The Simpsons is the longest-running show that has or will ever exist, featuring every single topic, conversation, word, or combination of thoughts that anyone could have. Due to this, the show has changed quite a lot since the beginning, starting horribly, getting good, and then settling back into being abjectly horrible. But somewhere in the middle of that, an arcade game was released and, despite being a tie-in, it completely kickass. It also revealed important character information, like that Bart was a good skateboarder, that Homer ate donuts, and that ... Marge had rabbit ears?

Simpsons arcade game

Konami

Is it weird that she's hotter?

Yeah, for some reason, Marge Simpson had rabbit ears in the videogame. Turns out this was planned for the television show too.

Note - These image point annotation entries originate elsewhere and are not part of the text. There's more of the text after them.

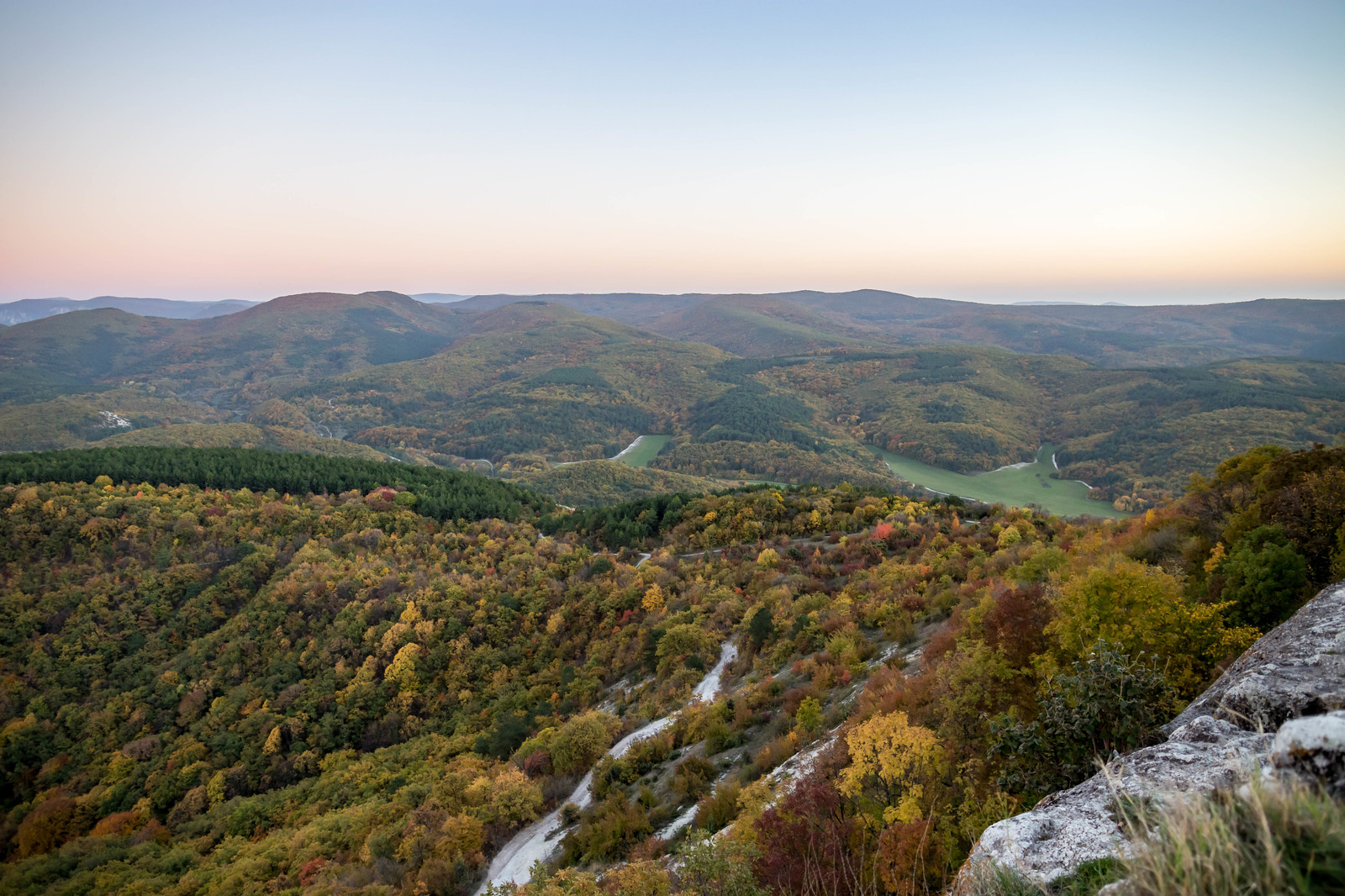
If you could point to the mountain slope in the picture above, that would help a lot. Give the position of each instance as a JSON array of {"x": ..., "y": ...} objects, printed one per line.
[
  {"x": 24, "y": 309},
  {"x": 1109, "y": 335}
]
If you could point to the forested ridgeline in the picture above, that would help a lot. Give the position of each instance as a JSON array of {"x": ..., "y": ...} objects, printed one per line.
[
  {"x": 229, "y": 692},
  {"x": 439, "y": 494}
]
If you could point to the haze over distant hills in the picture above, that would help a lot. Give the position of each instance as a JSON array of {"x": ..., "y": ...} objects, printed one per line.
[
  {"x": 24, "y": 309},
  {"x": 1109, "y": 335},
  {"x": 789, "y": 387}
]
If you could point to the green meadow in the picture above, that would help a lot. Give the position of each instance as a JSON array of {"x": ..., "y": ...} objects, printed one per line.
[
  {"x": 646, "y": 451},
  {"x": 1021, "y": 486}
]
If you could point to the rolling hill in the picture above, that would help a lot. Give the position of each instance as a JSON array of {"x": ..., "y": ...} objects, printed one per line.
[
  {"x": 797, "y": 387},
  {"x": 1107, "y": 335},
  {"x": 26, "y": 309}
]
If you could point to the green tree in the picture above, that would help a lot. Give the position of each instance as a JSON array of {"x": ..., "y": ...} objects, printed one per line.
[
  {"x": 1264, "y": 577},
  {"x": 760, "y": 629},
  {"x": 809, "y": 714},
  {"x": 582, "y": 741},
  {"x": 1110, "y": 703}
]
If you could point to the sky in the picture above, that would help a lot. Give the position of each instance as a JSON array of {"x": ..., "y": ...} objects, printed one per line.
[{"x": 1140, "y": 152}]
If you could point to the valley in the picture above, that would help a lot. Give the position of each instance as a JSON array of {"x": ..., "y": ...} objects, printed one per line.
[
  {"x": 1017, "y": 486},
  {"x": 314, "y": 673}
]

Weirder still, this isn't just a one-off goof. This was an idea developed to tie in Matt Groening's pitched series to the one he originally was going to pitch. See, back before he did The Simpsons, he was going to try and pitch a strip he had called Life in Hell, featuring giant anthropomorphic rabbits. The idea was that on the last episode of the Simpsons (will that day ever come), he was going to have her hair part to reveal that she was actually from Life in Hell. However, the idea was abandoned, partially due to continuity and partially due to Groening realizing the heat-death of the universe would occur before The Simpsons ever ended. 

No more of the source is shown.